Le soir de son décès, je me suis retrouvée seule à son chevet. J’ai l’habitude auprès d’une personne qui vient de décéder, de faire une toilette au corps, pour redonner à cette personne un peu de dignité, avant le départ pour le salon funéraire.

Durant l’accompagnement, la famille et moi avions pris l’habitude d’échanger régulièrement sur Skype et je savais que ce soir-là n’y manquerait pas non plus. Je savais aussi que cette dame serait incinéré et que ce dernier moment d’au-revoir pourrait à lui seul transformer pour eux toute l’expérience, car difficile de vivre un décès à distance et de ne plus revoir le corps par la suite.

Ce moment de soin au corps peut sembler macabre,  pour qui ne l’a jamais vécu…mais c’est en fait un moment sacré dans le parcours de cette expérience et que je trouve fort important. Un moment où on prend vraiment le temps de s’arrêter. J’ai mis de la belle musique, ai choisi des vêtements, ai préparé tout ce dont j’avais besoin pour ce rituel.

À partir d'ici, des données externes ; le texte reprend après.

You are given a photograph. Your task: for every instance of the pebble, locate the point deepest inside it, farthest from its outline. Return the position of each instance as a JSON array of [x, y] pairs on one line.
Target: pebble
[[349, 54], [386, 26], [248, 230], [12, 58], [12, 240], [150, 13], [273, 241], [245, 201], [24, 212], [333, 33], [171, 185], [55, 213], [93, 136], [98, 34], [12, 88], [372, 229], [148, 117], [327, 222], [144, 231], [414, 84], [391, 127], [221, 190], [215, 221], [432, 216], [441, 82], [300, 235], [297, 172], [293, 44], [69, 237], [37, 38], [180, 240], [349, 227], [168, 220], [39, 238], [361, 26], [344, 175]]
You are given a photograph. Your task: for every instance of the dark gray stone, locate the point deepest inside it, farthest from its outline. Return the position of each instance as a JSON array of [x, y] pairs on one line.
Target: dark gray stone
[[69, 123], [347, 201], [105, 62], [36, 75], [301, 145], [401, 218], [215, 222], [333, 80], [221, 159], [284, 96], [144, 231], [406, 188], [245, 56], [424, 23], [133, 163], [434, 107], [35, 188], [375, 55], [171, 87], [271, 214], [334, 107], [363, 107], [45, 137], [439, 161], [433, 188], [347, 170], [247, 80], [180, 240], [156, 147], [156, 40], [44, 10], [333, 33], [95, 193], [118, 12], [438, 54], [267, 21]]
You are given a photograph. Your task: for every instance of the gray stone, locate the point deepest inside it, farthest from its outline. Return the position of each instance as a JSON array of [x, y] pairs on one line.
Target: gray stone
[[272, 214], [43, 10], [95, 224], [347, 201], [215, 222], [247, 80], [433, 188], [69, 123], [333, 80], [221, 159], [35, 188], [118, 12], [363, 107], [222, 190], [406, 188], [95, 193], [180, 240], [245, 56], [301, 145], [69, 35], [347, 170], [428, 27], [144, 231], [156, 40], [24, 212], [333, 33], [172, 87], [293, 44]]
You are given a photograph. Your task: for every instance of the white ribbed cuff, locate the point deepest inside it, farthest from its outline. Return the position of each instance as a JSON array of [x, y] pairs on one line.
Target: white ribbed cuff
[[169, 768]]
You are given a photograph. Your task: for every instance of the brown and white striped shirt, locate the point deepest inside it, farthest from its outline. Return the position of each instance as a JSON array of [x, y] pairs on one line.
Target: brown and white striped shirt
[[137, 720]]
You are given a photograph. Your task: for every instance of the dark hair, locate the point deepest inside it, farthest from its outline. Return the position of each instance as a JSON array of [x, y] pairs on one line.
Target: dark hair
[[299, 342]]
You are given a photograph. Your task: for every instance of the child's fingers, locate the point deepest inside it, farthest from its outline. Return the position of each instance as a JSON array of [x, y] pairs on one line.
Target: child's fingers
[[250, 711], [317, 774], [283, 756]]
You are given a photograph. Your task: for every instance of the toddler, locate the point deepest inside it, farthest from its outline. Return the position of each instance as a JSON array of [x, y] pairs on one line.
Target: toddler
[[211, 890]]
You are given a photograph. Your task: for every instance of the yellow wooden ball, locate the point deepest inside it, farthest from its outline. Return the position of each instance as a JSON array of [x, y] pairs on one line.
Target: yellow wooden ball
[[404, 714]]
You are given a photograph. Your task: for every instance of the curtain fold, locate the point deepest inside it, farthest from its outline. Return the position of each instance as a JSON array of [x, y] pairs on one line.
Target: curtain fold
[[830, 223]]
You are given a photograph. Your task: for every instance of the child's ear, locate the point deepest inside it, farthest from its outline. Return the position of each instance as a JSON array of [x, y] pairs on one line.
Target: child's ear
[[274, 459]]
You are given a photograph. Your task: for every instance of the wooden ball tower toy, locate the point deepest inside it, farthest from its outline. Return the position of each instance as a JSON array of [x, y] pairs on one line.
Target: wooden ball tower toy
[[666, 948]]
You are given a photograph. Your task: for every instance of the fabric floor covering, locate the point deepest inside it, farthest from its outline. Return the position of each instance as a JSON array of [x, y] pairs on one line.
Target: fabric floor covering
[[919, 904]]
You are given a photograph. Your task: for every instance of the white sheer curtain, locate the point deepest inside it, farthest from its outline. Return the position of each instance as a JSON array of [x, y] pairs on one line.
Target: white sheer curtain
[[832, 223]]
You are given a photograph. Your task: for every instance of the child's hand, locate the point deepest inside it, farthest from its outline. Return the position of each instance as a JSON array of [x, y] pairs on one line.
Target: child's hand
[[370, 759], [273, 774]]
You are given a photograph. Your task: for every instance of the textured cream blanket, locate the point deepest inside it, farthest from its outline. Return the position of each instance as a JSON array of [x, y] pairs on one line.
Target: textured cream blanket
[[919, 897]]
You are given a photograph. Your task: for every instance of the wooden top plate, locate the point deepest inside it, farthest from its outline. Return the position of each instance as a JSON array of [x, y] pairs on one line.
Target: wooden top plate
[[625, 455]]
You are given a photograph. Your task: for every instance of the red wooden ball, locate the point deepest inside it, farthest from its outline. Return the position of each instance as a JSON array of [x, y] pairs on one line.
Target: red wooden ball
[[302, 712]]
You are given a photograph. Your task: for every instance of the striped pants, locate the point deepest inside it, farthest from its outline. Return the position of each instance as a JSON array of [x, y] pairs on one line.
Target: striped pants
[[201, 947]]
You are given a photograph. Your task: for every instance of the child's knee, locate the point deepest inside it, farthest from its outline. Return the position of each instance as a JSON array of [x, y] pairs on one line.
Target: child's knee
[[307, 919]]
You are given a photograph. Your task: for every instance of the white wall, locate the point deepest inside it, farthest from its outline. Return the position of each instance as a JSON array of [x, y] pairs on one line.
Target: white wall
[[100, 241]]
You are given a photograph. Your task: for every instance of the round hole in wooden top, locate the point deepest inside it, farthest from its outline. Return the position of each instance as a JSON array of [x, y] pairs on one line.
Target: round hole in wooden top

Je souhaitais offrir à la famille, une image beaucoup plus sereine, qu’uniquement celui du dernier souffle. J’avoue ce soir-là m’être moi-même surpassée…. Elle était tellement belle et son visage était si serein que le personnel venait à tour de rôle dans la chambre constater par eux-mêmes le résultat, tout en lui faisant leurs adieux.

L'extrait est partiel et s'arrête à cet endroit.